心の仕組み~人間関係にどう関わるか〈中〉 (NHKブックス)

心の仕組み~人間関係にどう関わるか〈中〉 (NHKブックス)

「情動」の章からのメモ。
「惚れる」という行為に関する指摘が面白かった。誰かと一緒に子供を育てるという行為は、重要な約束であり、それが取り消せない場合には履行の確実性が高まる。
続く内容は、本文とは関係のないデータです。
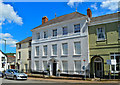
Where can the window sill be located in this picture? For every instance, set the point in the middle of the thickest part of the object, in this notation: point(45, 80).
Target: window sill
point(101, 40)
point(44, 56)
point(77, 55)
point(64, 55)
point(53, 56)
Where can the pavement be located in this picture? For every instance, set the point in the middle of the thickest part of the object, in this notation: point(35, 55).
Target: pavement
point(43, 81)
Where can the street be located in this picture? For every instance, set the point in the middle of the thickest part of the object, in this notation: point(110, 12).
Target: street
point(41, 81)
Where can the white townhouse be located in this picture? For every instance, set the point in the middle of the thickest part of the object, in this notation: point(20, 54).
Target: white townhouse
point(61, 44)
point(3, 61)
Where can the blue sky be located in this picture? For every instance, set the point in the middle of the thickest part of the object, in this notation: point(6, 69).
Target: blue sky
point(32, 13)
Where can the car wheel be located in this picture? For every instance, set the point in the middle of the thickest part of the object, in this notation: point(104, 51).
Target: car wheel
point(15, 78)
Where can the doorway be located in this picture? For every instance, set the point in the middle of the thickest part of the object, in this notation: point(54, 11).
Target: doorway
point(54, 68)
point(98, 67)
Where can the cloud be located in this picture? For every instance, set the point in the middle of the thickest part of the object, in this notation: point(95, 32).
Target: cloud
point(110, 4)
point(9, 39)
point(94, 6)
point(7, 13)
point(71, 2)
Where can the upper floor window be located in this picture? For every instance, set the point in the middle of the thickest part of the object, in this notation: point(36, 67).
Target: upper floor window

一方、家庭を一緒に作るパートナーを選ぶ場である、デートとは一種の市場である。しかしその市場でいつまでも自分の条件に当てはまる相手を待ち続けることはできない。つまりそれまでに出会った人の中で最高と思える人と一緒になることになる。ただお互いに、いつでもよりよい相手が登場した時には、相手を捨てて乗り換えるような状況だと、コストも増すことになる。この本では住宅の賃貸市場を例に挙げているが、借り手と貸し手、双方にすぐに契約を解除できる選択肢があると、双方にとってコストが増すと指摘している。貸し手は、いつ借り手が逃げていくかもしれないので、空き家になるリスクがある。そのためこのリスクをカバーできるように高い賃貸料を設定することになる。逆に借り手は、いつでも貸し手が契約を打ち切ることができると、新しい家を探す必要が生じるので安い賃貸料しか払わないだろう。このような場合、双方が一定期間は契約を解除できないという条件で同意することが、双方のコストを引き下げるのに働く。つまりお互いの行動の自由を束縛することがコストを引き下げることになる。
「惚れる」という行為は情動であり、理性でコントロールすることができない。そのため相手が合理的な判断で自分と一緒になろうとしている訳(合理的な判断で一緒になるとした場合は、よりよい相手が現れた場合は逃げることを示唆する)ではないことを示すシグナルになりうる。
引用されている「愛に分別がある人は、愛に無能である」という言葉がうまく要約している。